Animated Movie About Boy Plays Guitar Origami
'Kubo and the Two Strings' Blends Animation and Origami
"Kubo and the Two Strings" (in theaters Aug. 19) may be the most ambitious film the stop-motion animation company Laika has made. It is a sweeping tale of a young Japanese boy's adventures, featuring fierce samurai warriors battling evil spirits and journeys across oceans and harsh winter landscapes.
But the adventures begin with a little origami. The paper-folding art form is the centerpiece of a storytelling show that Kubo (voiced by Art Parkinson) performs for his village.
"If you must blink, do it now," he says as he begins. Then, using a guitar and a little magic, he brings sheets of paper to life as characters that act out a story. That narrative is a miniature version of the movie's plot, which is the first of Laika's films to be directed by its president and chief executive, Travis Knight.
Using one frame from the film, here is a closer look at how the origami sequence came together, including commentary from Mr. Knight and one of the animators, Kevin Parry.
1. Kubo electrifies a crowd with his samurai tale. "The deeper I got into the movie, the more of myself I saw in this kid," Mr. Knight said. "He's an artist, he's a storyteller, he's a musician, and he's an animator, really."
Kubo's design stands in sharp contrast to the perfect geometric shapes of the fantasy paper figures. For the design of Kubo and the other human characters, the filmmakers were inspired by dolls from the late Edo period in Japan; the period ran from the early 1600s to the mid-1800s.
Those dolls were historically made from cloth, wood, lacquer paper and human hair. So the animators used human hair on Kubo, with a silicon coat combed through it for durability.
2. As Kubo starts his show, his characters are conjured from flat pieces of paper that fly into the sky and magically fold into characters and objects. Stop-motion origami is something new for a Laika film and presented animators with a challenge.
"They would just leave me with a bunch of sheets of paper and say, 'Go figure it out,'" Mr. Parry recalled. He eventually decided to use cinefoil, a kind of malleable aluminum material. That was covered with paper towels and painted.
The folding of the paper had to look real only from the camera's point of view, so the animators, rather than creating real origami, cut out shapes and discreet bits of folded paper that would appear to form out of a single sheet.
3. Kubo's stories concern his heroic samurai father, Hanzo. Here, Hanzo fights a paper-spewing chicken, a figure based on the basan, a fire-breathing creature from Japanese folk tales. Both of these origami characters are puppets and are not made of paper because it would deteriorate quickly under an animator's hand.

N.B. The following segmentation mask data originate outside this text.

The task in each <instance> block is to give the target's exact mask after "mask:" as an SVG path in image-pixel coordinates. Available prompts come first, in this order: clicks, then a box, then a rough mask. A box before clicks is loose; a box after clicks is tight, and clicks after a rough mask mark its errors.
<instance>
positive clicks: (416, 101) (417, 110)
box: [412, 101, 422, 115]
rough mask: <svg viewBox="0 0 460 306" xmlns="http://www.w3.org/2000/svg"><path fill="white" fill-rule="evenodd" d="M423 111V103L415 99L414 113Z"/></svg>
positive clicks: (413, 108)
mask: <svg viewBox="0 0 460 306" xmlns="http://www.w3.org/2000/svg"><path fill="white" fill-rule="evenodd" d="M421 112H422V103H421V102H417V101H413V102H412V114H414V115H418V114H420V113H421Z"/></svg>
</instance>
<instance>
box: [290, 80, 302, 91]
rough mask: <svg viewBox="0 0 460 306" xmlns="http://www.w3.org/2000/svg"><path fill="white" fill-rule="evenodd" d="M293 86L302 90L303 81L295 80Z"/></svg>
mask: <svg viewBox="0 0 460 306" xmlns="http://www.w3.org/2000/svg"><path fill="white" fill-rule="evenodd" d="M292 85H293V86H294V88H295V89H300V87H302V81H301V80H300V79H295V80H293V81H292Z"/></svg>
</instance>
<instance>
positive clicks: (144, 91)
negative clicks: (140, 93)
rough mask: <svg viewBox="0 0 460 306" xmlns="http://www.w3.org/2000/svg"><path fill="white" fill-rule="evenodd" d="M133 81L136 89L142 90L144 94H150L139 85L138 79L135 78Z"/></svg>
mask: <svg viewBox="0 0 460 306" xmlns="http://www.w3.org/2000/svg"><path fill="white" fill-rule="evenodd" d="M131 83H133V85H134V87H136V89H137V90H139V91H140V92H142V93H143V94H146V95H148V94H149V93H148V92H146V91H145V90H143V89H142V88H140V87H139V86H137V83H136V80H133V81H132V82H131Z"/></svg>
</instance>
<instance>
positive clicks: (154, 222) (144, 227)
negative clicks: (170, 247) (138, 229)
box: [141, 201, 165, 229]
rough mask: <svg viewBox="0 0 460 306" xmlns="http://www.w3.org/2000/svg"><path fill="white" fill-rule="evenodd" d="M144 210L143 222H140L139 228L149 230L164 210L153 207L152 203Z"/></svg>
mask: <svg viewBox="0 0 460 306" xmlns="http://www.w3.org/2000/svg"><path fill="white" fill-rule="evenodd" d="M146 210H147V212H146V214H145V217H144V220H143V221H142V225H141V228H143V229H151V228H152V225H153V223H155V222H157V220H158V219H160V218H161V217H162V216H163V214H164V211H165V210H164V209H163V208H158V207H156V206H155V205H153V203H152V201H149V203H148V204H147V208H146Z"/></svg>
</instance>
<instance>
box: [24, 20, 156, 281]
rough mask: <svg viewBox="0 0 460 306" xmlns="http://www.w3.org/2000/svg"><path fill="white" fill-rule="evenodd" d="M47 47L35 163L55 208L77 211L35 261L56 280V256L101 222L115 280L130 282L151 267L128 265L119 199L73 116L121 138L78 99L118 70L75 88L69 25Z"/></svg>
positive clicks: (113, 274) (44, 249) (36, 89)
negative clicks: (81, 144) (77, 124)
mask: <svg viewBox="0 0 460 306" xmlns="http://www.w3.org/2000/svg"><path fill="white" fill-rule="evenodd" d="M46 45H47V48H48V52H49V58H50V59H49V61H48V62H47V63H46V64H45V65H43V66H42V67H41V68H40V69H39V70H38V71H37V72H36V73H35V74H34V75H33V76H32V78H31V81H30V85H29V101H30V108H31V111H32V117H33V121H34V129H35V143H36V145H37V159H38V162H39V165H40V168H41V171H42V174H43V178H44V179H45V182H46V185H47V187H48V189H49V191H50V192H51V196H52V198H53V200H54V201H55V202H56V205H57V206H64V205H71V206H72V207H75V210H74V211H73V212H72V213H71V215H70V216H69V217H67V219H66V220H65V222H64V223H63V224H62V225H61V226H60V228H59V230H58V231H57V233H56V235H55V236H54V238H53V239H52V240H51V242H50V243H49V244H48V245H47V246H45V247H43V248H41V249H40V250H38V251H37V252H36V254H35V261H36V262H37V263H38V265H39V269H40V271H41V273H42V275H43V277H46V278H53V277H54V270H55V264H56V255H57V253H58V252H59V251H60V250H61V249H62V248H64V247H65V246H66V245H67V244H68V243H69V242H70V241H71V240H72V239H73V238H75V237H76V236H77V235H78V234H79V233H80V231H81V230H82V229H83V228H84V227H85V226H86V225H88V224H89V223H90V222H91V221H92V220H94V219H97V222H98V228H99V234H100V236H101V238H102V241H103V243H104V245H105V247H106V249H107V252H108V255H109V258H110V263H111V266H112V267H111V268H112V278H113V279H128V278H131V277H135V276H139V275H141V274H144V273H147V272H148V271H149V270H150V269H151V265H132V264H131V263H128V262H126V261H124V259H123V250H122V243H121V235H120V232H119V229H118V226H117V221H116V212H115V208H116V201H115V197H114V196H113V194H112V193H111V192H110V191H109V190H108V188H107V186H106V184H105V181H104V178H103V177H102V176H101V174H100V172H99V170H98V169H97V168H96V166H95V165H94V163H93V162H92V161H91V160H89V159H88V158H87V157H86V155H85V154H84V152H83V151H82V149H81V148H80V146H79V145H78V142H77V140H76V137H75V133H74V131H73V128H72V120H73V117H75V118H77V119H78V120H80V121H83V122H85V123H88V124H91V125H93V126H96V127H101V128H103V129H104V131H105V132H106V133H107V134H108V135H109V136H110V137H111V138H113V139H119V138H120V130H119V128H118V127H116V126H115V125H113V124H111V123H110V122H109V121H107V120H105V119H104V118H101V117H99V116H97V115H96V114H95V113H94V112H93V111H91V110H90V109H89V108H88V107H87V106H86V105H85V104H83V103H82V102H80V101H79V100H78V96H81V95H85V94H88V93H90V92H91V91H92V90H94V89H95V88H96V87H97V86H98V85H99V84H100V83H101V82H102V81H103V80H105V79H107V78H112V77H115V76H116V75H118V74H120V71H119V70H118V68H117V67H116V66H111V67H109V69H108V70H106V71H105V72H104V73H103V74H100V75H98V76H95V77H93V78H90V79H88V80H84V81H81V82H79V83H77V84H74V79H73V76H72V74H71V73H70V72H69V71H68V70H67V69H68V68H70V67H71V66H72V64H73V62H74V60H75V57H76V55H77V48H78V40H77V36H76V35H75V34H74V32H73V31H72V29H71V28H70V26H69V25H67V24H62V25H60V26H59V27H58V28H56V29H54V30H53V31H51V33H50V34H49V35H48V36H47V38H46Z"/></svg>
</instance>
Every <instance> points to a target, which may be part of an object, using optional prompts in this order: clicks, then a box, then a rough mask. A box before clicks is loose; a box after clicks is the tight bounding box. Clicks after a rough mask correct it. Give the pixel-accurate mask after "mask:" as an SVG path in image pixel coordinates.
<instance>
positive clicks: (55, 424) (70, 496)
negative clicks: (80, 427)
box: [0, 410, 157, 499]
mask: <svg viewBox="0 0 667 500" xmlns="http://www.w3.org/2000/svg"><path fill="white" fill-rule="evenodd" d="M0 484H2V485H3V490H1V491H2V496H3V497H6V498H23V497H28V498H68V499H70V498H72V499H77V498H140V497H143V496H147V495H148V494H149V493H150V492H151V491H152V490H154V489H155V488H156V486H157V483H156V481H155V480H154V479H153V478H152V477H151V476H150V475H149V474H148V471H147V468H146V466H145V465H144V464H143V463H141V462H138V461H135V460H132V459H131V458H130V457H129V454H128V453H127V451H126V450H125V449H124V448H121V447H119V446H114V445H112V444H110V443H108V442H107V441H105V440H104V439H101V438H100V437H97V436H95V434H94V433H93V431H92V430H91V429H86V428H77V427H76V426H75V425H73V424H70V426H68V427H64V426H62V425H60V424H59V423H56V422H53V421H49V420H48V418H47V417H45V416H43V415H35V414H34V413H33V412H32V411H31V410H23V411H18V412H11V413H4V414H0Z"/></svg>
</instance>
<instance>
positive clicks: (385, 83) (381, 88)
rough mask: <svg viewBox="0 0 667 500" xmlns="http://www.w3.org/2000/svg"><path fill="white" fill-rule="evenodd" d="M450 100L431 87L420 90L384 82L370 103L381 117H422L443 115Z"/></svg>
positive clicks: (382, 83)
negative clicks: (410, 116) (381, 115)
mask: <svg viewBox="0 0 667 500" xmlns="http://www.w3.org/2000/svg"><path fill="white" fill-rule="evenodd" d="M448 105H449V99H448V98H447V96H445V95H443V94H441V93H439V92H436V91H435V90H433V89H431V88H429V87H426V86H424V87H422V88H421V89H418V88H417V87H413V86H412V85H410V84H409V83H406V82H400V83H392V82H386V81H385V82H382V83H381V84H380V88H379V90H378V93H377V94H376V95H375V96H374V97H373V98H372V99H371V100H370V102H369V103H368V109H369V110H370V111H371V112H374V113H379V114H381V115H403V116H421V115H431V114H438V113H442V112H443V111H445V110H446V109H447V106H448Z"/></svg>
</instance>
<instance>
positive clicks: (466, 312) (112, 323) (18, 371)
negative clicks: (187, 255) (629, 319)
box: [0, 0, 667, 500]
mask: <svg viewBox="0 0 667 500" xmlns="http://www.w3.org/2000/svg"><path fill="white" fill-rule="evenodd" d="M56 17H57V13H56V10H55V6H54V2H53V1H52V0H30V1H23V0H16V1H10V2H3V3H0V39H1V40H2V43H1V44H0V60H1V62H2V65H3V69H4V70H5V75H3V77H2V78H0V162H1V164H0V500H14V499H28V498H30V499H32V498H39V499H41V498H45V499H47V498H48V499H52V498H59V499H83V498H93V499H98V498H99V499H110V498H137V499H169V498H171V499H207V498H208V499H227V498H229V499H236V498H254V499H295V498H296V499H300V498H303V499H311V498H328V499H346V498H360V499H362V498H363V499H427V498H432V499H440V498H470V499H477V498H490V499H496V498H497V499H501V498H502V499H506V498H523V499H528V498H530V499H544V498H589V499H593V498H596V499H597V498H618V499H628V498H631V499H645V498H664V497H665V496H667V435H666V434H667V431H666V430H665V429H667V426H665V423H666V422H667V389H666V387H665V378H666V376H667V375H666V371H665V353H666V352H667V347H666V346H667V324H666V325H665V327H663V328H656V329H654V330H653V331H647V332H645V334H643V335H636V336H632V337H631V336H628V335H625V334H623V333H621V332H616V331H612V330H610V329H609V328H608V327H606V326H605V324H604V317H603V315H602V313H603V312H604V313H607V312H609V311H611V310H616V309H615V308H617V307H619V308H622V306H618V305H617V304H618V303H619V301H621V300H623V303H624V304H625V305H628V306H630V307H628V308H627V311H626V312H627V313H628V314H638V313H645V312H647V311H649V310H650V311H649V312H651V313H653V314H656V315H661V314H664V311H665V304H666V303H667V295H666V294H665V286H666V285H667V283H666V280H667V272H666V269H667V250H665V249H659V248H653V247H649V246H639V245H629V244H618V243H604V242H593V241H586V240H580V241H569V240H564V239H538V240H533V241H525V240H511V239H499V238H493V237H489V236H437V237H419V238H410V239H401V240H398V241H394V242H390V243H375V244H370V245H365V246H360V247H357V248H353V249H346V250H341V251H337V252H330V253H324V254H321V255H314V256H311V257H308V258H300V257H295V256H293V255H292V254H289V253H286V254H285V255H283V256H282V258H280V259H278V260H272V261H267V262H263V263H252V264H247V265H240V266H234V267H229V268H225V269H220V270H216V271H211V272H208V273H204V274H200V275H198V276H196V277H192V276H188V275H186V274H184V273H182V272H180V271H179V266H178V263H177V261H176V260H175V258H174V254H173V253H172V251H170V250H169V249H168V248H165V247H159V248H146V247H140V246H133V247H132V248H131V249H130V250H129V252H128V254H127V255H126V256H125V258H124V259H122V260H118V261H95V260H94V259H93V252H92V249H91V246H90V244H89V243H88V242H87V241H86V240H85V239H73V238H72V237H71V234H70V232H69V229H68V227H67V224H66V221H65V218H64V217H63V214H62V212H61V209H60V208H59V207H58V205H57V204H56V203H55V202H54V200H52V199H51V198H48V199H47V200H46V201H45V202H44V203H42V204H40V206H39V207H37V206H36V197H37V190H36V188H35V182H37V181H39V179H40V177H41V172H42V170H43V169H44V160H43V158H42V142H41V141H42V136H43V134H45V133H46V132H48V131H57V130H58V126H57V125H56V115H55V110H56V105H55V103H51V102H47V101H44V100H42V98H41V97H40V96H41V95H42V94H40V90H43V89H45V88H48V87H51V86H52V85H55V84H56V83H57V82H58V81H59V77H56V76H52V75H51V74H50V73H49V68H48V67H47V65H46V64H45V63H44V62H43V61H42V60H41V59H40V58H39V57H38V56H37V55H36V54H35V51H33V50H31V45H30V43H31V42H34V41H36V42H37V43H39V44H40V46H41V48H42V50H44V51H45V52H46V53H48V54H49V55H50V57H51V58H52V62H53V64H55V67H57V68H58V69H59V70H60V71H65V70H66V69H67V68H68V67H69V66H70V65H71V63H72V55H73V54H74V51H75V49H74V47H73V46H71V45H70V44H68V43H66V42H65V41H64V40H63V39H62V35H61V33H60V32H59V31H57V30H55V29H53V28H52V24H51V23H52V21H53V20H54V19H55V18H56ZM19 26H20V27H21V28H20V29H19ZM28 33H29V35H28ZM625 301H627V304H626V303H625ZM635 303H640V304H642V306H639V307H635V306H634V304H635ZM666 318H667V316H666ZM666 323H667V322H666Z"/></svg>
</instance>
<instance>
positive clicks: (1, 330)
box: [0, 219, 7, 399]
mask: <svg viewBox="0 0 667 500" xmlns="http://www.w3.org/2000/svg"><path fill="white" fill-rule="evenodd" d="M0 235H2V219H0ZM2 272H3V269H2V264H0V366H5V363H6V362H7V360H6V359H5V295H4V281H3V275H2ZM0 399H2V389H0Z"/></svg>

"The puppets have to stand up to a lot of abuse with our big, greasy sausage fingers," Mr. Knight said.
But it was essential that the figures looked as if they were made of paper. The filmmakers used Tyvek, a durable, synthetic paper-like material that is difficult to tear. To be posed, the puppets needed a metal skeleton, whose joints were hidden under paper folds.
4. In the scene, a mass of villagers are watching Kubo's show. While the filmmakers wanted the scenes to look bustling, the challenge was creating crowds without spending too much time and resources makinghundreds of background puppets.
In the end, they created puppets for "a portion of the village," Mr. Knight said. While Kubo and "some key hero villagers" were physical puppets, he said, most of the background characters are computer-generated ones. The digital villagers went through the same character and costume design, but then the visual-effects team took over, generating figures that blend in with the others.